Cyber Incident Victim: Alpine Ear, Nose, and Throat
Date:
Nov 2024
Location:
United States of America
Summary
A cybersecurity incident at Alpine Ear, Nose, and Throat involved unauthorized access to its computer systems following the detection of suspicious network activity. The breach potentially compromised sensitive patient information, including demographic details, medical records, health insurance data, and—for some individuals—financial account numbers, credit card information with security codes, and Social Security numbers. A national law firm has initiated an investigation into potential legal claims arising from the exposure of this personal data.

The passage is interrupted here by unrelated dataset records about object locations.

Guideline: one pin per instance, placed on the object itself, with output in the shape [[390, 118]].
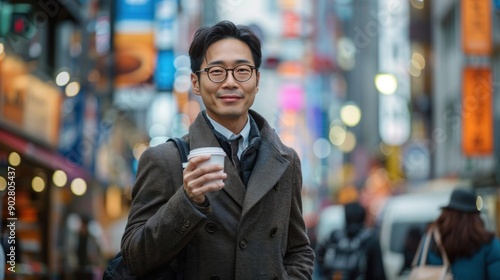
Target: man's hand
[[201, 178]]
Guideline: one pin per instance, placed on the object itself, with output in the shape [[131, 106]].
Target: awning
[[46, 157]]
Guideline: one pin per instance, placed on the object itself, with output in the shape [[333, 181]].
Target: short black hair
[[206, 36]]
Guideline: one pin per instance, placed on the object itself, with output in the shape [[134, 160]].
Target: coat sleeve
[[162, 219], [299, 257], [493, 260]]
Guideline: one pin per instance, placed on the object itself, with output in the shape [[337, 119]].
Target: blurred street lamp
[[386, 83], [350, 114]]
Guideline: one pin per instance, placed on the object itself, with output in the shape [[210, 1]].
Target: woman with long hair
[[473, 251]]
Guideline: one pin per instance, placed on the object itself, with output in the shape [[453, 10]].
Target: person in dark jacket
[[473, 251], [355, 215], [240, 220]]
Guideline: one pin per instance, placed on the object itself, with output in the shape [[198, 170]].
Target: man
[[250, 226], [368, 255]]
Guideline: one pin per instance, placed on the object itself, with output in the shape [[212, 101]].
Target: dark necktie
[[234, 150]]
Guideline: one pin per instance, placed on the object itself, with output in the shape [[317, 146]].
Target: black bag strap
[[183, 147]]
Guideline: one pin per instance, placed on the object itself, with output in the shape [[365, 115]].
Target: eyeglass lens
[[240, 73]]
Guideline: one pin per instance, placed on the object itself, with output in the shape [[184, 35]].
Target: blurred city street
[[389, 102]]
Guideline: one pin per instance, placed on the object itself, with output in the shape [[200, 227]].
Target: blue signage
[[135, 10], [165, 71]]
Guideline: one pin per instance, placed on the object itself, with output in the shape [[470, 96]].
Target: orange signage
[[476, 27], [477, 112]]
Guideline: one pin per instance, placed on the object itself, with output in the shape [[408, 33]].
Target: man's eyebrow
[[221, 62]]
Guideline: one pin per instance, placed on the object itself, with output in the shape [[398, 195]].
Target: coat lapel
[[268, 170]]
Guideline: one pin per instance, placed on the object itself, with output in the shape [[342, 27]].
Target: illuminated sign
[[477, 114]]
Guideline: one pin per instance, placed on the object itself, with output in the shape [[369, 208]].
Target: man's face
[[227, 102]]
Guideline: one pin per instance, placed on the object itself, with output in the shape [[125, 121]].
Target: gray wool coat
[[257, 232]]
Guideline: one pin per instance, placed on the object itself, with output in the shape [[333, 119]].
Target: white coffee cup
[[216, 156]]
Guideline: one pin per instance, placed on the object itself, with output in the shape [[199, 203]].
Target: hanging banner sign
[[477, 113], [476, 27]]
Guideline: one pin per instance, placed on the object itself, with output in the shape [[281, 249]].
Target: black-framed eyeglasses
[[218, 74]]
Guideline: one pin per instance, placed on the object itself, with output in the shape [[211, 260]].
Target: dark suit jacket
[[257, 232]]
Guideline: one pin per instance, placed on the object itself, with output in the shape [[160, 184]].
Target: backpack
[[346, 258], [118, 270]]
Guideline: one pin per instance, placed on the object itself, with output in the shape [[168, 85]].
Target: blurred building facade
[[370, 94]]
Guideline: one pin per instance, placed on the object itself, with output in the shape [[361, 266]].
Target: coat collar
[[269, 167]]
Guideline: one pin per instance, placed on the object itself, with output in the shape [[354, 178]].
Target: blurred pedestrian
[[240, 220], [84, 245], [473, 251], [333, 261]]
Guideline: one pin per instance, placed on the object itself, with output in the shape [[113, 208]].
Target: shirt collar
[[245, 132]]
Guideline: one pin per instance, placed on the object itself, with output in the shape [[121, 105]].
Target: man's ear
[[257, 80], [195, 84]]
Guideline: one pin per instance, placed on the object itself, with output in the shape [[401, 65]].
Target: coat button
[[243, 244], [210, 227], [274, 231]]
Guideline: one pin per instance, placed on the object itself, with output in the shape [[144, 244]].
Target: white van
[[402, 215], [407, 213]]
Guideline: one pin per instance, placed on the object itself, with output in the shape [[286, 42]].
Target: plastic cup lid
[[207, 150]]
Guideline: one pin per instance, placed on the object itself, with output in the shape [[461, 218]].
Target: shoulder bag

| CIA Posture | Motives | Tactics, Techniques & Procedures |
|---|---|---|
| Available to members | 0 motives | 0 techniques |
| Threat Actors | Type | Location |
|---|---|---|
| 0 actors | Available to members | Available to members |
Description
On November 19, 2024, Alpine Ear, Nose, and Throat (AENT), a medical provider serving patients across Northern Colorado communities including Fort Collins, Loveland, and Greeley, detected suspicious activity within its computer network. The organization immediately initiated an investigation to assess the nature and scope of the incident. Forensic analysis confirmed that unauthorized actors had accessed AENT's systems, compromising stored personal information. The breached data included patient demographic details, full names, dates of birth, medical records, and health insurance information. For a subset of individuals, the exposure extended to financial account data, credit card numbers with associated security codes (CVC) and expiration dates, and Social Security numbers. AENT did not publicly disclose the exact number of affected individuals or the specific duration of unauthorized access prior to detection. The investigation concluded that sensitive patient information had been exfiltrated or viewed without authorization, though the methodology of the attack and identity of threat actors remained undisclosed.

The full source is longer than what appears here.